Я видела ее отражение в зеркале — ее лицо в эту минуту не следовало бы видеть никому, кроме нее самой. Она была самой спокойной и самой покладистой из всех нас и, казалось, наименее уязвимой; и вот в девятнадцать лет она должна была сама искать выход из нелепой трагедии, которой не должно было случиться. Сейчас она с ужасом думала о возвращении домой.
— Избежать встреч с Айрис, пожалуй, не удастся, — сказала она. — Куда ни пойдешь, везде натыкаешься на эту красотку. Но когда-нибудь я тихонько лягу на ковер и с наслаждением вопьюсь зубами в ее ножку.
Проводив ее, я поднялась к Эмили пожелать ей доброй ночи. Она лежала одетая на постели в ярко освещенной спальне.
— Я думала, ты уже спишь, — сказала я.
— Ах, я теперь почти не сплю. Мне и сейчас не хочется.
— Тогда зачем ты поднялась к себе так рано?
— Я знала, что тебе захочется побыть наедине со своей подружкой. Я теперь не нужна тебе. Я никому не нужна. — Ее немигающий взгляд был устремлен на раскаленную сетку газового рожка. «Смотрит на огонь, как орел на солнце», — подумала я и тут же вспомнила другой до ужаса литературный образ: «Как Регул, лишенный век, на берегу моря в Карфагене».
— Я не нужна тебе, — с каким-то отталкивающим самоуничижением произнесла она.
После таких сцен мне хотелось, чтобы поскорее наступило утро и я снова могла очутиться в конторе.
Глава IV
День начался многообещающе. С волнением и чувством какого-то необыкновенного открытия я читала новый американский роман, который принес мне Возьмем Платона (Так прозвали друга Дики Флинта, красивого смуглого юношу невероятных интеллектуальных устремлений. Низко росшие на лбу волосы придавали ему некоторое сходство с бизоном.
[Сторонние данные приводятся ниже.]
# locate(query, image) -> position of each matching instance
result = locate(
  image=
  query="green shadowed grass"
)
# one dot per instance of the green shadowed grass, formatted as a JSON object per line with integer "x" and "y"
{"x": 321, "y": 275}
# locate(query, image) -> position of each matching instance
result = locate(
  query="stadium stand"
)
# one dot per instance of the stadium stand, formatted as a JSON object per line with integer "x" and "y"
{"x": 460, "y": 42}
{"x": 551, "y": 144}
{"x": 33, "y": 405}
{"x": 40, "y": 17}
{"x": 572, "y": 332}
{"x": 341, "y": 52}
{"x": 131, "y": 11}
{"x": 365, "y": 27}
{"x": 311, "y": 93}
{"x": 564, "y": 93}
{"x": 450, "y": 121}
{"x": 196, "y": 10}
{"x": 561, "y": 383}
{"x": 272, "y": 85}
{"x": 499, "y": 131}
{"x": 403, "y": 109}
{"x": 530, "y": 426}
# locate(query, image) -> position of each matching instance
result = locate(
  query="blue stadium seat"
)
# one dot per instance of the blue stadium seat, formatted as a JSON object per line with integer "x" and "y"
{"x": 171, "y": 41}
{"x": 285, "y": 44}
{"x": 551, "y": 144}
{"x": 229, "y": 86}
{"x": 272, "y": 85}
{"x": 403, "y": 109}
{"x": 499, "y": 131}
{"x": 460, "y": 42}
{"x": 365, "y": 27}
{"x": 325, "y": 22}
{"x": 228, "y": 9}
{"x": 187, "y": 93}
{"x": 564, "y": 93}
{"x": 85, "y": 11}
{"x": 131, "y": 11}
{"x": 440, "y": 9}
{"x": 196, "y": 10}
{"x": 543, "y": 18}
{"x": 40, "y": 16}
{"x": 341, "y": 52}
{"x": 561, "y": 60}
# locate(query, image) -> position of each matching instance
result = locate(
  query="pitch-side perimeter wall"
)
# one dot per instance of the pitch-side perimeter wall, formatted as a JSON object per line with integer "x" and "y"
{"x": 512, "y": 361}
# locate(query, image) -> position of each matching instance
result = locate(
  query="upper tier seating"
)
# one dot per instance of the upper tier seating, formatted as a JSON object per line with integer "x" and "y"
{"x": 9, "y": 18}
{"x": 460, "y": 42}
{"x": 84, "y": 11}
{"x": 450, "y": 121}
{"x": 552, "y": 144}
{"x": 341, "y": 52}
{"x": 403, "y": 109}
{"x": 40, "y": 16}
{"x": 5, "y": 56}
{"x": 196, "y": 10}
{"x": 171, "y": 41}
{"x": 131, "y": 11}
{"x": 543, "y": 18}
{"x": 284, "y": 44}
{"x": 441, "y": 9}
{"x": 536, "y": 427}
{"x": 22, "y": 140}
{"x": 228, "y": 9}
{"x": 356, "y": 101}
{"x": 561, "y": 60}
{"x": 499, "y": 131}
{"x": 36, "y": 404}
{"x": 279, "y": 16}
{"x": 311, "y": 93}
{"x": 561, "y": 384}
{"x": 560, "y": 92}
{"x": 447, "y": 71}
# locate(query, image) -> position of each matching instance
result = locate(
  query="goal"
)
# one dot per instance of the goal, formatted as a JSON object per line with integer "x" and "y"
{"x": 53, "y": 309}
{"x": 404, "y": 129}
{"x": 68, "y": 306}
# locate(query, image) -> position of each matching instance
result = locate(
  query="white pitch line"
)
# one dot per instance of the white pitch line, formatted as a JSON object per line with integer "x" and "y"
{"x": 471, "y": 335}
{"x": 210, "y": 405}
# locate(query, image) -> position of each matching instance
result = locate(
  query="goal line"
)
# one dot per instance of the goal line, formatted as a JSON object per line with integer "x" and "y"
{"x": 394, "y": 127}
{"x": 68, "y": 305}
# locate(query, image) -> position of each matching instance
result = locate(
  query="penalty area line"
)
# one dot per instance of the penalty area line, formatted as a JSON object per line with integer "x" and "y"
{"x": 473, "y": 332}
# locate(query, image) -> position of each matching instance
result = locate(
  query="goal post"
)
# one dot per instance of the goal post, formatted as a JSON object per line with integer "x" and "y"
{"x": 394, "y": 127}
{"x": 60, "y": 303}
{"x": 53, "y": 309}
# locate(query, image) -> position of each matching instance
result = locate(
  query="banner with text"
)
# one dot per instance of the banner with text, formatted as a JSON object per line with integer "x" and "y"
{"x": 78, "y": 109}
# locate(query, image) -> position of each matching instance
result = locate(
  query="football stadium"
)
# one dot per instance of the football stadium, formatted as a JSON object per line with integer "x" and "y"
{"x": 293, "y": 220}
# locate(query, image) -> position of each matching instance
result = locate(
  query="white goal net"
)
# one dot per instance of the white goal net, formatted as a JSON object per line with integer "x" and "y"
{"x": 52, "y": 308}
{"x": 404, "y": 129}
Свое прозвище он получил потому, что одно время имел привычку каждую фразу начинать словами: «Возьмем Платона…»).
— Это замечательная книга, Кристина! Ты должна обязательно прочесть ее! Это пограндиозней, чем сам Толстой! Пограндиозней, чем Кэтрин Мэнсфилд! — Он выражал свой восторг бессвязными и отрывистыми фразами.
— Целый месяц я только и слышу, что об этой проклятой книжке, — заметил Дики со своей медлительной застенчивой улыбкой. — Если так будет продолжаться дальше, придется переменить ему прозвище. Будем звать его «Вопящий о Волке»[21], только, пожалуй, это будет напоминать индейца.
Книга называлась «Оглянись, ангел, на дом родной», и Возьмем Платона получил от своего друга из Иллинойса экземпляр первого американского издания. Я упивалась книгой и не могла оторваться от нее даже за ужином, несмотря на неодобрительное ворчание Эмили, что я читаю за столом. Я брала ее с собой в ванную и читала, лежа в воде, и отрывалась лишь для того, чтобы открыть кран с горячей водой, когда вода становилась совсем холодной. Я читала ее даже на крыше автобуса, хотя прыгающие строчки вызывали у меня головокружение.
Книга была написана для нас, для нашего поколения и нашего времени. Это была книга для молодежи, глупой, влюбленной, жаждущей молодежи, с ее смешными представлениями о вечности, с ее горячим сердцем и головой. Она была такой же неустоявшейся и бесформенной, как мы сами, и, как мы, была полна скрытого честолюбия, благородных порывов и отчаяния оттого, что мир целостен и прекрасен и мы никогда не сможем передать всей его красоты и сочтем за счастье, если хоть намеком, бессвязной фразой удастся рассказать о ней.